Geoffrey West: "Scale. Die universalen Gesetze des Lebens von Organismen, Städten und Unternehmen"
Aus dem Englischen übersetzt von Jens Hagestedt
C.H. Beck Verlag, München 2019
478 Seiten, 28 Euro
Eine Weltformel der Nachhaltigkeit
06:16 Minuten
Verdoppelt sich ein Organismus, wächst die Stoffwechselrate nur um 75 Prozent mit. Das gilt nicht nur in der Biologie, sondern auch für Städte und Unternehmen, wie Geoffrey West darlegt. Doch seine Theorie der Nachhaltigkeit hat Grenzen.
Wie reagieren Systeme auf Vergrößerungen und Verkleinerungen? In seinen Buch "Scale" zeigt Geoffrey West auf eindrucksvolle Weise, dass diese zunächst abstrakt wirkende Frage eine allgegenwärtige Rolle spielt – nicht nur in der Biologie, sondern auch in den Ingenieurwissenschaften, der Architektur und Stadtplanung.
Ein Viertel weniger
Spannend zeichnet der Autor nach, wie er und sein Forschungsteam in jahrelanger Arbeit herausfanden, dass viele Merkmale des Lebendigen – trotz der außergewöhnlichen Vielfalt der Organismen – auf bemerkenswert systematische Weise skalieren. Etwa die Stoffwechselrate: Wenn ein Organismus im Laufe der Evolution seine Größe verdoppelt, verdoppelt sich seine Stoffwechselrate nicht etwa, sondern wächst nur um etwa 75 Prozent.

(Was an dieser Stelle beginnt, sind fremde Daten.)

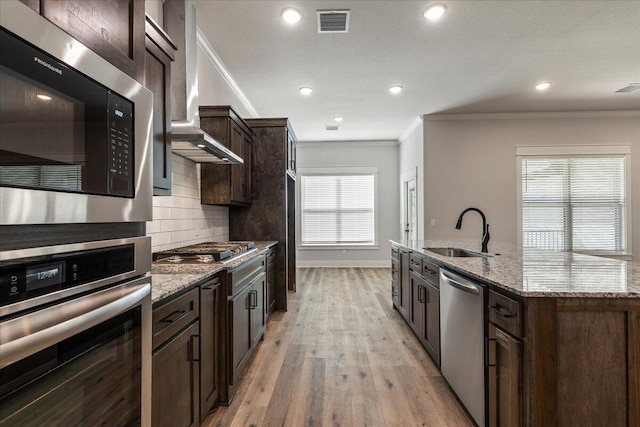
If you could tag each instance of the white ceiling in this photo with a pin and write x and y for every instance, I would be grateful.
(483, 56)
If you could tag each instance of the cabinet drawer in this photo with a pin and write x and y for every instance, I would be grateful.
(172, 317)
(415, 263)
(505, 312)
(431, 272)
(245, 273)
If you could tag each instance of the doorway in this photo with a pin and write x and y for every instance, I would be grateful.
(410, 206)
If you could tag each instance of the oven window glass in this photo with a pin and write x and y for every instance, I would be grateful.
(90, 379)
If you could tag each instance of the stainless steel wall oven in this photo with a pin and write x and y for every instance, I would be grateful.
(74, 130)
(75, 334)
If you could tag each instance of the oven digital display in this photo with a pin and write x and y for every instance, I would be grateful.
(43, 276)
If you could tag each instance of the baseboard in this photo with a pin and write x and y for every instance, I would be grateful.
(344, 263)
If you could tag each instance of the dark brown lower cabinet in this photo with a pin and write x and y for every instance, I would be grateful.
(416, 312)
(505, 379)
(175, 381)
(248, 322)
(431, 337)
(211, 298)
(270, 303)
(405, 285)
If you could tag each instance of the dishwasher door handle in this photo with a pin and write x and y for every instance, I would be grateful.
(472, 289)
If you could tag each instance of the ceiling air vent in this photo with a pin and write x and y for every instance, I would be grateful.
(630, 88)
(333, 21)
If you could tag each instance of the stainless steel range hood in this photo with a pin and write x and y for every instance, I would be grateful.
(187, 138)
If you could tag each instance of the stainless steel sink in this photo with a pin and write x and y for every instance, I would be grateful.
(456, 252)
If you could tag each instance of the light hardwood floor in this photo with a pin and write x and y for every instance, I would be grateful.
(341, 356)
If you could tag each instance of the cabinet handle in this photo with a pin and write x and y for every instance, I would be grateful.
(253, 296)
(175, 316)
(499, 313)
(487, 352)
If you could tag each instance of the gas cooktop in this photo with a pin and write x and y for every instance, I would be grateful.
(203, 253)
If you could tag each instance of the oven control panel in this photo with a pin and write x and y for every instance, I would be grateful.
(33, 277)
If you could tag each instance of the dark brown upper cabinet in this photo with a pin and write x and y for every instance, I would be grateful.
(112, 29)
(160, 52)
(228, 185)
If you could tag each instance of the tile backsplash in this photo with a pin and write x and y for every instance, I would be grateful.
(180, 219)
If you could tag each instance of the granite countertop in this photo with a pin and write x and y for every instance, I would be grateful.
(168, 279)
(539, 273)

Ebenso verhält es sich mit nahezu jedem anderen körperlichen Merkmal oder Lebensumstand: Die Länge des Erbguts, die Masse des Gehirns, die Gesamtzahl der Herzschläge pro Leben, ja, sogar die Lebensspanne selbst – alles das wächst um nur 75 Prozent. Doch Geoffrey West bleibt in "Scale" nicht bei der Biologie stehen, sondern findet das Grundprinzip auch bei Unternehmen und sogar Städten.
Letzteren widmet der Autor einen großen Teil seines Buches. Auf der ganzen Welt werden sämtliche Elemente der Infrastruktur – Straßen, Elektrokabel, Wasserleitungen und vieles mehr – pro Einwohner in doppelt so großen Städten um ein Viertel weniger benötigt als in halb so großen.
Die Sozioökonomie wächst schneller
Wie kommt es zu dieser verblüffenden Übereinstimmung? Der Autor führt mehrere Gründe dafür an, die letztlich alle damit zu tun haben, dass sich komplexe Systeme für ihre Energieversorgung auf raumfüllende innere Netzwerke – Adern, Stromnetze, Transportsysteme – verlassen, die in größeren Umgebungen effektiver arbeiten können.
Allerdings gibt es ein großes Problem mit alldem, was kein Pendant in der Biologie hat. Sozioökonomische Gebilde wachsen in größeren Städten "superlinear". Statt sich bei einer Verdopplung der Einwohnerzahl um nur 75 Prozent zu vermehren, wachsen sie um 115 Prozent an – das gilt für Löhne, Wohlstand, Bildungseinrichtungen pro Kopf, aber auch für Krankheiten, Kriminalitätsraten, Lebenstempo und Stress.
Viele Fragen, wenig Antworten
Leider ist dieses ungewöhnliche Buch nicht durchweg leicht verständlich für Laien geschrieben, wie die Einleitung verspricht. Zu viele mathematische Formeln und komplizierte Abbildungen finden sich darin. Dazu kommt der ausufernde Stil des Autors, der oft Fragen aufwirft, sich dann aber in persönlichen Anekdoten oder politischen Randbemerkungen ergeht, ohne deutlich auf die Frage zurückzukommen.
Ob man sich seinem hohen Anspruch anschließen möchte, mag Ansichtssache sein: Nicht weniger als eine "einheitliche Theorie der Nachhaltigkeit" möchte der Physiker begründen. Doch haben Wissenschaft, Stadtplanung, Politik und Öffentlichkeit nicht längst mitbekommen, dass unbegrenztes Wachstum auf einem begrenzten Planeten nicht funktionieren kann? Das Umsteuern scheitert an vielerlei Macht- und Finanzinteressen – nicht an einer zahlenakrobatischen Weltformel der Nachhaltigkeit.